A glorious and "best day ever" kind of day awaited us.  And what a day it was.


Our first stop today was at Tahai.  Several groups of moai are close by the marina.  Note the jet coming in for a landing in the first photo, below!





This is one of the very few with intact eyes, below.  And I'm talking about the moai....





I was fascinated by this tour guide's tattoos.  





This was Snort and Ollie's first look at the moai.










There are very few cattle on the island.  But lots of horses.  In fact, there are more horses than people, we're told.  


The scenery on the island is heart-stoppingly gorgeous, especially on a day like the one we had here during our visit.







This is the airport, near Hanga Roa, the one city on the island, and close to where the marina was where our tender boats docked.  There are just a couple of flights to/from the island per day.  One comes from Tahiti, the other from Santiago.  Easter Island "belongs" to Chile.




There are hundreds of these moai that can be found all over the island.    Below is just one example.






Horses everywhere.  Many are branded by local farm owners, but they tend to run wild and most have never been ridden.  They also have a penchant for walking out into the middle of the road, just when you're coming along.  



Below are a series of pictures of the big quarry where the moai were carved.  Absolutely fascinating!!!













This fellow, below, was unique in that he has a tattoo on the front of his neck.











The very famous "15" at Tongariki, near the quarry.



Snort was so glad I brought him to the island today.  He had been looking forward to coming here as much as me.





The quarry, below, from a distance.






There are moai just laying around, all over the island.

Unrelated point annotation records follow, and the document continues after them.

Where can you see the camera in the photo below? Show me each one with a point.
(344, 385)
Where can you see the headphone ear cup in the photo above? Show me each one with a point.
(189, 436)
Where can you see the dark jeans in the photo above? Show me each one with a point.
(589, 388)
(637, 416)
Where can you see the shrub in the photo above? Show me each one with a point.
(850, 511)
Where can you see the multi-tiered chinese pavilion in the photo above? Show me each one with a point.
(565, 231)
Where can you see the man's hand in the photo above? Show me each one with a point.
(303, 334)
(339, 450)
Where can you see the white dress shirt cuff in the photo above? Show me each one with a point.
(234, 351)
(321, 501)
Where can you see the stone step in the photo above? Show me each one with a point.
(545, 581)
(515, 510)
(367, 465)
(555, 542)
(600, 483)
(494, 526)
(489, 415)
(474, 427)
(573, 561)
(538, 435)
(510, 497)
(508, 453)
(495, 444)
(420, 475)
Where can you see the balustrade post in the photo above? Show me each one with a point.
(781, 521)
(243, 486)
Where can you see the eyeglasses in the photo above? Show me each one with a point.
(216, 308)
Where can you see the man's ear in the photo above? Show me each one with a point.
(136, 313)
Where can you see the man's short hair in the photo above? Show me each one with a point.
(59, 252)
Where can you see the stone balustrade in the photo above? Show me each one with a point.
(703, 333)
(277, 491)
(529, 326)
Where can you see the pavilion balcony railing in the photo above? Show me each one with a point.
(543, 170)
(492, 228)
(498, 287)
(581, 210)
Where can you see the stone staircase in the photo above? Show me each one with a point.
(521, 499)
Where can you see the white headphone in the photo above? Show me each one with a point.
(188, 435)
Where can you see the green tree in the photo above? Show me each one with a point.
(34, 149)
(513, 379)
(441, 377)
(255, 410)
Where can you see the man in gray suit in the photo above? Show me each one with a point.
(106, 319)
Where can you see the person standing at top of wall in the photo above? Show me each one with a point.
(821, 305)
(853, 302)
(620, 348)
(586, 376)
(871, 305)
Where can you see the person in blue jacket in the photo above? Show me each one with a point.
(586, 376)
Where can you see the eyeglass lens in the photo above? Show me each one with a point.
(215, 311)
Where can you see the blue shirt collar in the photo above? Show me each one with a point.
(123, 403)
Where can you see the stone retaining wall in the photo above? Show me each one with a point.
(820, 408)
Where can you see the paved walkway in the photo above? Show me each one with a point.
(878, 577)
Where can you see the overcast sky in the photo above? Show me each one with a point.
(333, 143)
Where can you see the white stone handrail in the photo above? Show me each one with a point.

Ollie was as entranced as I.









This is the view of Ahu Tongariki, just a 5 minute drive from the quarry.  





Our last stop was at Anakena Beach.  It is a very popular beach to swim and spend the day - lovely white sand and a few moai nearby.  



This little moai was restored in 1955.







Fresh sweet pineapple was a favorite of visitors and locals alike.




Views from the ship, below.







My friend Karen Macdonald took this awesome rainbow photo - what a perfect end to a more than perfect day!!